In Inertial Electrostatic Confinement (IEC) devices, a voltage difference between concentric, nearly transparent spherical grids accelerates ions to fusion-relevant velocities. The University of Wisconsin (UW) operates two IEC devices: a cylindrical aluminum chamber and a spherical, water-cooled, stainless-steel chamber, with a power supply capable of 75 mA and 200 kV. The research program aims to generate fusion reaction products for various applications, including protons for creating radioisotopes for nuclear medicine and neutrons for detecting clandestine materials. Most IEC devices worldwide, including the UW devices, presently operate primarily in a pressure range (1-10 mtorr) that allows ions to make only a few passes through the core before they charge exchange and lose substantial energy or they collide with cathode grid wires.
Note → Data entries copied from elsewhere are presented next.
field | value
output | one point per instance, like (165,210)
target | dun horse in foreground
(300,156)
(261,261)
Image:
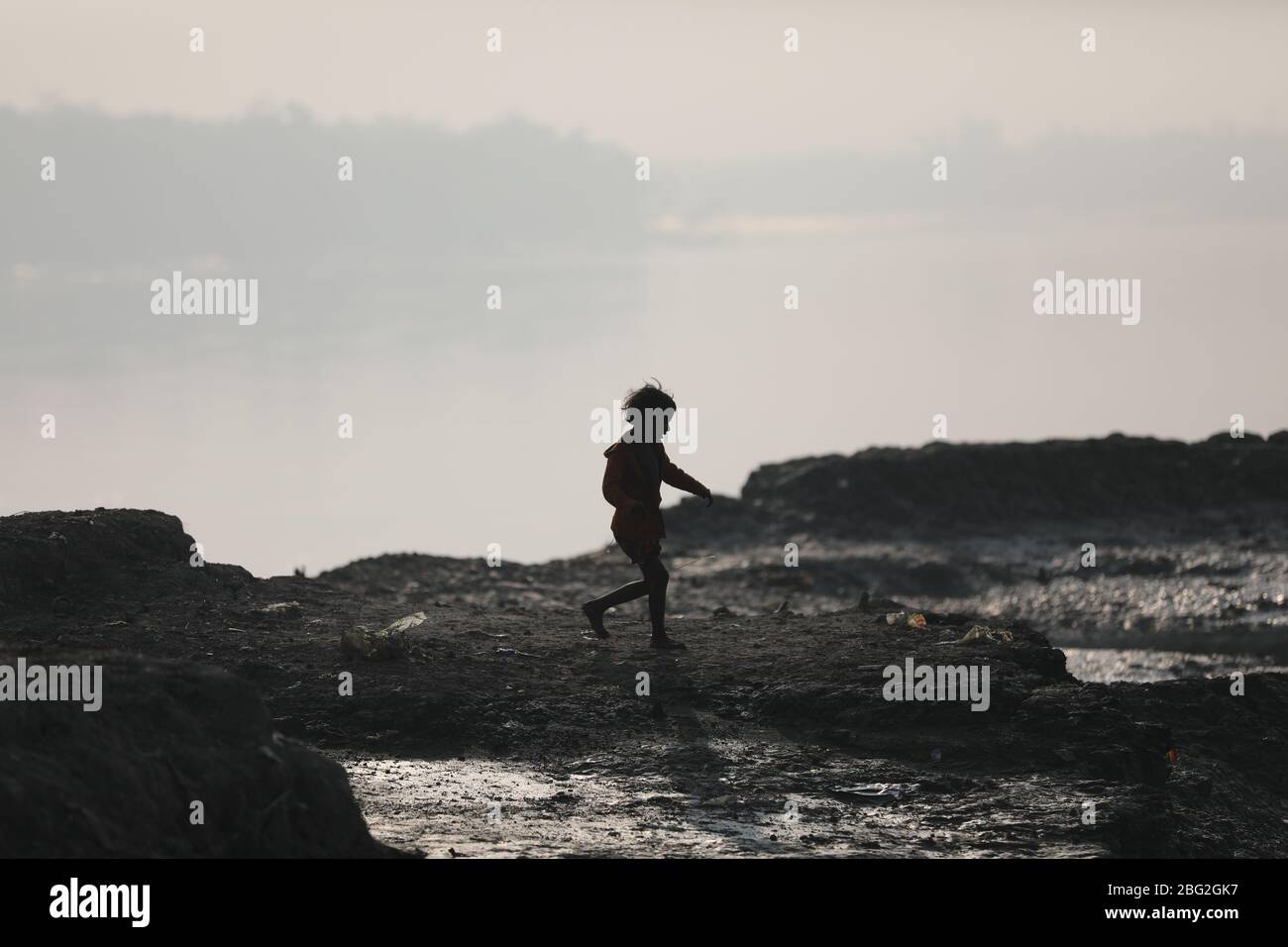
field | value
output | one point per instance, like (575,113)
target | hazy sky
(516,169)
(670,77)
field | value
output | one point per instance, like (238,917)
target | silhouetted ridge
(1009,483)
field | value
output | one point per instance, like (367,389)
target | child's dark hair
(648,395)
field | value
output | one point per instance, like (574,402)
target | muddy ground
(497,729)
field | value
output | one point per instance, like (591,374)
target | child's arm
(679,479)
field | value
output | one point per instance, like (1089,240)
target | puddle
(487,808)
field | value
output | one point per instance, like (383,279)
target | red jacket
(626,483)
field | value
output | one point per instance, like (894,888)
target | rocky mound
(48,556)
(124,781)
(951,487)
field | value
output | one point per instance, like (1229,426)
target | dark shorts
(639,551)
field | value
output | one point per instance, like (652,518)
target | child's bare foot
(595,617)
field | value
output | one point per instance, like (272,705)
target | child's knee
(656,571)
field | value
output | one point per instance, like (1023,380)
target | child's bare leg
(656,579)
(595,608)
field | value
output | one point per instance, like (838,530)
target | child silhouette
(636,470)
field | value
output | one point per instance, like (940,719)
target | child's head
(648,411)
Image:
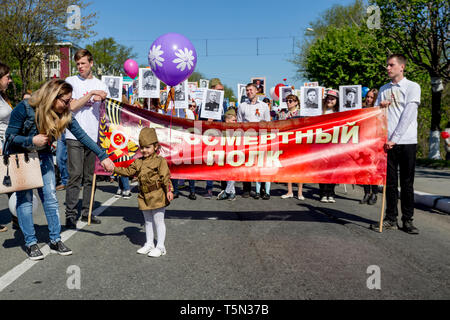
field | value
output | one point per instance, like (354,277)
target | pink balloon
(131,68)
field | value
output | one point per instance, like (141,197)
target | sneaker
(408,227)
(126,194)
(157,252)
(365,199)
(34,253)
(60,248)
(208,194)
(94,219)
(71,223)
(192,196)
(146,249)
(372,199)
(222,195)
(387,224)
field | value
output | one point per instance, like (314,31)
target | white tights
(154,221)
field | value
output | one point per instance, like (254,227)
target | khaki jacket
(154,181)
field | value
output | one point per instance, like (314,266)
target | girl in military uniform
(155,190)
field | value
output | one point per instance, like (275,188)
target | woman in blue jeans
(34,124)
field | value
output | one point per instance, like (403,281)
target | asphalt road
(247,249)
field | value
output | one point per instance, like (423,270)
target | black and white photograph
(181,95)
(114,85)
(242,94)
(284,92)
(260,85)
(213,106)
(311,102)
(204,83)
(148,84)
(350,97)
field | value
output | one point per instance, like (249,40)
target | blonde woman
(293,111)
(34,124)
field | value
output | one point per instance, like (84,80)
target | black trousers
(402,157)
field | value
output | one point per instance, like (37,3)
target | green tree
(421,30)
(109,56)
(30,28)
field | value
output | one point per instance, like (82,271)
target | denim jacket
(22,128)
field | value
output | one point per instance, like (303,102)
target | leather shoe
(94,219)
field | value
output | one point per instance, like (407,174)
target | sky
(233,53)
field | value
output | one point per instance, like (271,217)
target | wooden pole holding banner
(92,199)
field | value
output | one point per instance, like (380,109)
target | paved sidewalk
(432,188)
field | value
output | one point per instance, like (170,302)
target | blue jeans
(124,183)
(61,159)
(47,193)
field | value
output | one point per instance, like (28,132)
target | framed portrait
(242,95)
(114,85)
(148,84)
(260,85)
(311,101)
(181,95)
(284,92)
(350,97)
(204,83)
(213,104)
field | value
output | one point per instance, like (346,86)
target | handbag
(20,171)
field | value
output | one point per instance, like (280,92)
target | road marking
(13,274)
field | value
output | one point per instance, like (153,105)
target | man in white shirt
(402,98)
(88,92)
(253,111)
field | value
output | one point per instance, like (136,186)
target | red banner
(344,147)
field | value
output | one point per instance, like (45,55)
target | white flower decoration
(154,57)
(185,59)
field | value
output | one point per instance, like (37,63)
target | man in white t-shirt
(88,92)
(402,98)
(252,111)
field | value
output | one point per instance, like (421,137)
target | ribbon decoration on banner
(344,147)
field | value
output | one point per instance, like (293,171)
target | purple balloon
(172,58)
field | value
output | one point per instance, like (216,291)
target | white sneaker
(145,249)
(157,252)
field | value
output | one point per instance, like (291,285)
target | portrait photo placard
(181,95)
(204,83)
(350,97)
(260,85)
(148,84)
(284,92)
(114,85)
(311,101)
(213,104)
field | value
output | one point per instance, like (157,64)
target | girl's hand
(40,140)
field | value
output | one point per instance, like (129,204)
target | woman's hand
(40,140)
(108,165)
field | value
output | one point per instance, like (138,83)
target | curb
(441,203)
It is believed that fusion rates can be raised by operating at a pressure where neutral gas does not impede ion flow, and a helicon ion source has been developed to explore operation at pressures of ~0.05 mtorr. The UW IEC research group uses proton detectors, neutron detectors, residual gas analyzers, and spectroscopic diagnostics. New diagnostic techniques have also been developed, including eclipse disks to localize proton production and chordwires to estimate ion fluxes using power balance.